Die Deutsche Steuergewerkschaft fordert aktuell, mit Kassenbons von Geschäften und Restaurants, die für die Kunden zu Glückslosen einer staatlichen Lotterie werden, gegen Steuerhinterziehung und Schwarzwirtschaft vorzugehen. Das wird in manchen Ländern praktiziert. Eine gute Nudging-Idee? Schließlich heißt es in Gaststätten immer öfter: „Kartenzahlung nicht möglich“.

Das scheint mir a priori ein attraktives Modell zu sein.
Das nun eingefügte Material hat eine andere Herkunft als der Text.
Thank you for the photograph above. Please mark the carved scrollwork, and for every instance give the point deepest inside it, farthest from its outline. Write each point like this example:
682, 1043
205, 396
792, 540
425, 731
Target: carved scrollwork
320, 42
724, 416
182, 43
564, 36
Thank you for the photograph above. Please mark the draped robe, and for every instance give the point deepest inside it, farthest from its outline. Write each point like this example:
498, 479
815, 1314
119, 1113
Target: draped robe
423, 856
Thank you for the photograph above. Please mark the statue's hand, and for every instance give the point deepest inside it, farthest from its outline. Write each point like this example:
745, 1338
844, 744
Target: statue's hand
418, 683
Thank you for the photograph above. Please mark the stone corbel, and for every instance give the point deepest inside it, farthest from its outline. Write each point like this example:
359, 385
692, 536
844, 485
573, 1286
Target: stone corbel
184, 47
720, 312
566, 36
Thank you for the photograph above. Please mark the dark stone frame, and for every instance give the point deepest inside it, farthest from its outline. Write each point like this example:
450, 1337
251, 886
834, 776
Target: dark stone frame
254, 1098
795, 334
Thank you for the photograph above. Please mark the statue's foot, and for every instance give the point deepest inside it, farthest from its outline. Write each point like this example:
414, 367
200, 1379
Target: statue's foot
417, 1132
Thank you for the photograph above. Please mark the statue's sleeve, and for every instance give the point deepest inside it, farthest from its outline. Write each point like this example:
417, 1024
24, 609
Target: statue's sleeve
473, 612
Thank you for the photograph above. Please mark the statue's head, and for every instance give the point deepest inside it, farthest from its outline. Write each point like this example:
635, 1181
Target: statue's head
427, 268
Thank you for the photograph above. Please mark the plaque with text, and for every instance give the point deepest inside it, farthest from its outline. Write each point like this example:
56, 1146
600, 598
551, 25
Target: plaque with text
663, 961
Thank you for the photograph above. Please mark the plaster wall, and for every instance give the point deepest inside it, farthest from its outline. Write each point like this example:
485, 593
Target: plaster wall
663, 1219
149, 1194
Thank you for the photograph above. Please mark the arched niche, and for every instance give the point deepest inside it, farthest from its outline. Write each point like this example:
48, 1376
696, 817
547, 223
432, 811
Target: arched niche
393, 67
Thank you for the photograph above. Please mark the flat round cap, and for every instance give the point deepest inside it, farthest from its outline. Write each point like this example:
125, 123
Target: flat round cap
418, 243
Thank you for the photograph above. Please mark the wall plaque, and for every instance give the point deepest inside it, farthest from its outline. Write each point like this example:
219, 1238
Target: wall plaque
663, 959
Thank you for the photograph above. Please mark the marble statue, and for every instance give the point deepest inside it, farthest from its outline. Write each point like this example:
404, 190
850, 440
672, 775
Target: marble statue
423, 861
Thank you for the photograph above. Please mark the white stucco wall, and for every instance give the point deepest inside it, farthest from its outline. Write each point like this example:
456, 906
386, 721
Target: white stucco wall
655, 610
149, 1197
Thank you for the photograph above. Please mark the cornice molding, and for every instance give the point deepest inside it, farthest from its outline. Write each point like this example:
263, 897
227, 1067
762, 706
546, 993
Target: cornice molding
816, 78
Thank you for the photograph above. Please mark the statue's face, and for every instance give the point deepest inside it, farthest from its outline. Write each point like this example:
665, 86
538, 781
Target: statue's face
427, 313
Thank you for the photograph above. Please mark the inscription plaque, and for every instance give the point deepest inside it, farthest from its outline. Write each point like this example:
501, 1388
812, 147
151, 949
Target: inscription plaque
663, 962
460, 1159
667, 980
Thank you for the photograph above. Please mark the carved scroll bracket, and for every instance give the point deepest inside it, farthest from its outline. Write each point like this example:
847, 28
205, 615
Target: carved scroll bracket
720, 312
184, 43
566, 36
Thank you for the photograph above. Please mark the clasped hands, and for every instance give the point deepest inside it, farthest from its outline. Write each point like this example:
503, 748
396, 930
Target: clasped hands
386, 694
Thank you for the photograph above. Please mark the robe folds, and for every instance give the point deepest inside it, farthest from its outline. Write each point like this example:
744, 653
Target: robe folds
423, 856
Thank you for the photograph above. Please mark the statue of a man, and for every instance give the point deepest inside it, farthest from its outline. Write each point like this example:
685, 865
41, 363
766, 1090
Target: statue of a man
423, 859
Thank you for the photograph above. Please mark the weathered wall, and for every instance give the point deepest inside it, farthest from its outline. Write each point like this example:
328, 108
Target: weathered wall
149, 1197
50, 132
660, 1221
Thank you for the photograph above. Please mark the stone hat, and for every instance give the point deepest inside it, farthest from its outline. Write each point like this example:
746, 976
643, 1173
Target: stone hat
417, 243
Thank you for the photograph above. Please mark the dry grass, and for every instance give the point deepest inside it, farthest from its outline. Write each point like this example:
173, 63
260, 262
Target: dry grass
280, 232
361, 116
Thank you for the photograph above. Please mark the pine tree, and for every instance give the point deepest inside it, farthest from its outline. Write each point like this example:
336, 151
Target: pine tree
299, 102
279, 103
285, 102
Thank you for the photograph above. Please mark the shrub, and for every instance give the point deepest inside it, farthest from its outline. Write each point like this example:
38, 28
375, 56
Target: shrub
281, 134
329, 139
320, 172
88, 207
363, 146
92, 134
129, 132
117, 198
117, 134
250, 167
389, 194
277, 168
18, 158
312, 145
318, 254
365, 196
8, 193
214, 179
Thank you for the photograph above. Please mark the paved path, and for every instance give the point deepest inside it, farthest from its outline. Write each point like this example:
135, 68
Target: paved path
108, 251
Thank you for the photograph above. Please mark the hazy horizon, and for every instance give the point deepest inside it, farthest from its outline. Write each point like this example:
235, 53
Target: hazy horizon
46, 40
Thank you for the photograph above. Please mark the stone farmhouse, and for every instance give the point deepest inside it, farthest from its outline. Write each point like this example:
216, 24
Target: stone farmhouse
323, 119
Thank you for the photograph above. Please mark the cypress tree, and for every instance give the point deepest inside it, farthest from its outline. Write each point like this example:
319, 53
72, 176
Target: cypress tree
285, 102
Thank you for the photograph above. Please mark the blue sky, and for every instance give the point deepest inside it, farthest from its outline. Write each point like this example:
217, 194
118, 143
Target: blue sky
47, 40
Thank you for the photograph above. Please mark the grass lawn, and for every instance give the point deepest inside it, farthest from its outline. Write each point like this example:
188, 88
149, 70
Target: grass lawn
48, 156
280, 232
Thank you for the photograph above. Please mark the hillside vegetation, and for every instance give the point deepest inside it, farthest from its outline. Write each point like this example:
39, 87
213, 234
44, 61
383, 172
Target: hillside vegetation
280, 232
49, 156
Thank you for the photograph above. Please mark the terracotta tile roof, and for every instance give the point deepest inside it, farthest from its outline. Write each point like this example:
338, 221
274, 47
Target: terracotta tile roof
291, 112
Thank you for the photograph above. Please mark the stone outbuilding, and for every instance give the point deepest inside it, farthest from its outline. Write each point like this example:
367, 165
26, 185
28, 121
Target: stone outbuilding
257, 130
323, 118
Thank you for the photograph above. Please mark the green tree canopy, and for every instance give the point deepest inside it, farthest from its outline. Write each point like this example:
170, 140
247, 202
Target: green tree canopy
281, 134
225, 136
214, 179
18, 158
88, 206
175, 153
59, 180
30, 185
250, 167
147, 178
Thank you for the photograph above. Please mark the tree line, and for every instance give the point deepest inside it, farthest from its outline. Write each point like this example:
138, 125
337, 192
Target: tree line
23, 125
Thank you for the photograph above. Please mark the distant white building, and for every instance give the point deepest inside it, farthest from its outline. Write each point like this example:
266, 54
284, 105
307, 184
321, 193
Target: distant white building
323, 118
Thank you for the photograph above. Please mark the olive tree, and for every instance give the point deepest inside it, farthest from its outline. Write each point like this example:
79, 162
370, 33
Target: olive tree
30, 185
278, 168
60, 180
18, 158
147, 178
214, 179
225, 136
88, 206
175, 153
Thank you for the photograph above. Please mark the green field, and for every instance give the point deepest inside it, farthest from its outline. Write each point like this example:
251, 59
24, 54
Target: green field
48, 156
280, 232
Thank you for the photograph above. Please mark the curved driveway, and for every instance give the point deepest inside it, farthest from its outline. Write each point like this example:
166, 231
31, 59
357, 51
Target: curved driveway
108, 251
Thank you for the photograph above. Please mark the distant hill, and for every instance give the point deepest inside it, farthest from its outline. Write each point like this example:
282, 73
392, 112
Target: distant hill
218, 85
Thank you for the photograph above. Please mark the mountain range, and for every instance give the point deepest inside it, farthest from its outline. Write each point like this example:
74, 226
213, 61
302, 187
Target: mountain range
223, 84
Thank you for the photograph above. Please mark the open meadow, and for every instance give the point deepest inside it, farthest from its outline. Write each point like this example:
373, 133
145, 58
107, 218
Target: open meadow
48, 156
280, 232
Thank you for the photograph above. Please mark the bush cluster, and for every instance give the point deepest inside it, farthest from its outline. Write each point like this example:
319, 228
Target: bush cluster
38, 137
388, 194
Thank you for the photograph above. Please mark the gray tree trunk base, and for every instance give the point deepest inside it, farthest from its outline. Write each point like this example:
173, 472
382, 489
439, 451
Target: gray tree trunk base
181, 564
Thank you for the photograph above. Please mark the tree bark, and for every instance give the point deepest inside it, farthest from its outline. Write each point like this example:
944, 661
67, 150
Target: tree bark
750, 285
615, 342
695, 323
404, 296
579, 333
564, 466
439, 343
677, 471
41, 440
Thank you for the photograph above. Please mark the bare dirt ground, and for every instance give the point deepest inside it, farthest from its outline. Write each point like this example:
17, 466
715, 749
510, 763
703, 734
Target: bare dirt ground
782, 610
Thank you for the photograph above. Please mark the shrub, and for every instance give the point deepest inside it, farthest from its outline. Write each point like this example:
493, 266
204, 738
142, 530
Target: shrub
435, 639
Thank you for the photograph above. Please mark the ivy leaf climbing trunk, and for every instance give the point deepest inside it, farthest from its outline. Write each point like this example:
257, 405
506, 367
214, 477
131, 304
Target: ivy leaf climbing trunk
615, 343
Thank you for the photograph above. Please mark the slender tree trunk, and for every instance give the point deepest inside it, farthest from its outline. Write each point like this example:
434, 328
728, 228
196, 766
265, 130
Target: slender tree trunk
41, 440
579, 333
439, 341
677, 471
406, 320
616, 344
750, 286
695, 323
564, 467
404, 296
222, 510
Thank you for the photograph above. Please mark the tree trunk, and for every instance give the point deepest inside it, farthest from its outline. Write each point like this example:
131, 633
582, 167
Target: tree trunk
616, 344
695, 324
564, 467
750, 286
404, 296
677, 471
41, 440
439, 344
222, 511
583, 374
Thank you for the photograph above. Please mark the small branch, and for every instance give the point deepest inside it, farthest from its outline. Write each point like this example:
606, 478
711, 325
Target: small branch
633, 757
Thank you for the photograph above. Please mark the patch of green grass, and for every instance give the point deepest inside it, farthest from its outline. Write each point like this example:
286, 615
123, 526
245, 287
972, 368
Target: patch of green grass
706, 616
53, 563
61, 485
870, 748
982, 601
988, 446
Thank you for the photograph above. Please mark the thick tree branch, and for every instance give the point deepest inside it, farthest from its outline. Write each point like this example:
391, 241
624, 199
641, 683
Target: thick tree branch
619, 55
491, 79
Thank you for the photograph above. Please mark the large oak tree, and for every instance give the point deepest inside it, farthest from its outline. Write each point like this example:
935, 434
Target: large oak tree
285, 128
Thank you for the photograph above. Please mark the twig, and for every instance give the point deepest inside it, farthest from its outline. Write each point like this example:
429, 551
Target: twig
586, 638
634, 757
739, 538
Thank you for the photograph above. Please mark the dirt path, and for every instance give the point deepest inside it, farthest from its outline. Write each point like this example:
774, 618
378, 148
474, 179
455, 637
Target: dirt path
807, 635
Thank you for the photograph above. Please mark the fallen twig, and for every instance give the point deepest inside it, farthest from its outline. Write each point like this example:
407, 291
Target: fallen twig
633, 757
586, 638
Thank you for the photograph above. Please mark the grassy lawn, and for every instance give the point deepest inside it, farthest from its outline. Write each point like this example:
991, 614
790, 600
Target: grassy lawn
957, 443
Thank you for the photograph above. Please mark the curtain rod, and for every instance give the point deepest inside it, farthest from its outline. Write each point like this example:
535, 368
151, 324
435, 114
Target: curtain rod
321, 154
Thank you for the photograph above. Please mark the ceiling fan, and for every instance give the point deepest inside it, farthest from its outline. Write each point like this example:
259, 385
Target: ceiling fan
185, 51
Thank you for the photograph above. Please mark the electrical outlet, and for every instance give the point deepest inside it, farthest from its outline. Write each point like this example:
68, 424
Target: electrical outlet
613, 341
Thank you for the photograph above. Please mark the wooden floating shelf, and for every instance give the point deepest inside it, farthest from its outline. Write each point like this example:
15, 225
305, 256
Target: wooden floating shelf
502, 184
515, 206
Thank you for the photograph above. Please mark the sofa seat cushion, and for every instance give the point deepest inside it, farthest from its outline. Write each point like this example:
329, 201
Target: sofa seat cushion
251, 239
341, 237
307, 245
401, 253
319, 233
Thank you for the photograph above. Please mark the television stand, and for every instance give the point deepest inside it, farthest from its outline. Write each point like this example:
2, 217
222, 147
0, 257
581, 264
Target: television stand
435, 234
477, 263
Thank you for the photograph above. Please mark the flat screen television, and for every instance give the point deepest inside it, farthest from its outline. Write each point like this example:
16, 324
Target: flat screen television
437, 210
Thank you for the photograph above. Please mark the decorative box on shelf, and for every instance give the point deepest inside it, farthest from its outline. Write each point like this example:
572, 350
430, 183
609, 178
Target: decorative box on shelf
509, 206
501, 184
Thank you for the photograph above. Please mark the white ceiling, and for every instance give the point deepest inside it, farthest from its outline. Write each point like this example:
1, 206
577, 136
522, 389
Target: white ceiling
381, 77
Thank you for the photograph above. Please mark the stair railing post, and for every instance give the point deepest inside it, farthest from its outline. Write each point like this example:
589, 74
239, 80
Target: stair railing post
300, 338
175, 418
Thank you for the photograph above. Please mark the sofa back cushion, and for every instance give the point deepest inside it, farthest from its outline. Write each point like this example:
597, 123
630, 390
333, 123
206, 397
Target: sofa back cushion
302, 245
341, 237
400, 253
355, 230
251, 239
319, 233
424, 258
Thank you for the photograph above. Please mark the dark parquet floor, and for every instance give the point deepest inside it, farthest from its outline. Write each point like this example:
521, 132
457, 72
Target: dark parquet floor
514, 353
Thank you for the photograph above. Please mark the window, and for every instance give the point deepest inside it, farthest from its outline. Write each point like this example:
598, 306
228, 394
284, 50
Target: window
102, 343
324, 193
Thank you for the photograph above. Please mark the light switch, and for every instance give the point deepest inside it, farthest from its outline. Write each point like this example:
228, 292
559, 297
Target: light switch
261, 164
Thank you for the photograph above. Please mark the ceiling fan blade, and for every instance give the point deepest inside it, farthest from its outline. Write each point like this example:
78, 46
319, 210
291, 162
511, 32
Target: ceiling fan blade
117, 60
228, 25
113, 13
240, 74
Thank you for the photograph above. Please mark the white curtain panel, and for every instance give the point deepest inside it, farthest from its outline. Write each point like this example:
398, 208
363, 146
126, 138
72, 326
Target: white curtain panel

Manche dieser Kreditkartengebühren sind übrigens für die Unternehmen unverschämt hoch. Aber es gibt ja andere Formen der Kartenzahlungen wie Twint per Handy. Wenn ein Unternehmen generell Kartenzahlungen ablehnt, ist das erklärungsbedürftig.

Die Marketingindustrie erleben Sie als „einzige Nudging-Veranstaltung“, die dem Verbraucher nicht immer nütze. Was meinen Sie konkret damit?

Die Werbewirtschaft setzt schon immer auf Nudging. Man hat es nur anders genannt. Sicher, es gibt Werbung mit Informationsgehalt, aber wie oft kommt das vor? Die Menschen haben ein unvollkommenes Gedächtnis und durch Werbung wird die Erinnerung wachgehalten. Viele Nudging-Kritiker traten erst auf, als auch der Staat so etwas machte.

Der Vorwurf lautet, hier manipuliere der Staat den Einzelnen und schränke seine Freiheit ein.

Natürlich sollte staatliches Nudging generell einer öffentlichen Diskussion unterliegen.  Es ist aber absurd zu sagen, dass die Privaten so etwas machen dürfen, die öffentlichen Stellen hingegen nicht.

Extremes Nudging versucht, bisher in Pilotprojekten, die Volksrepublik China. Belohnungen und Bestrafungen von Individuen sind dabei in einem Social-Credit-System geregelt. Dem Rating des Bürgerverhaltens liegt eine große Datenbasis zugrunde.

Es ist ohne Zweifel eine Bedrohung der Freiheit, wenn ein totalitärer Staat so viel über seine Bürger weiß – und dieses Wissen nutzt, um sie zu belohnen oder zu bestrafen. Das erinnert an „1984“ von George Orwell. Auch Internetriesen wie Google oder Facebook haben extrem viel Wissen über das Individuum. Wenn das in die falschen Hände gerät und institutionelle Sicherungen nicht funktionieren, ist das für Demokratie und Freiheit enorm gefährlich.

Sie haben maßgeblich mitgewirkt am „Market Adjusted Performance Indicator“, der die Leistung des Top-Managements in börsennotierten Firmen misst. Warum wird er kaum genutzt?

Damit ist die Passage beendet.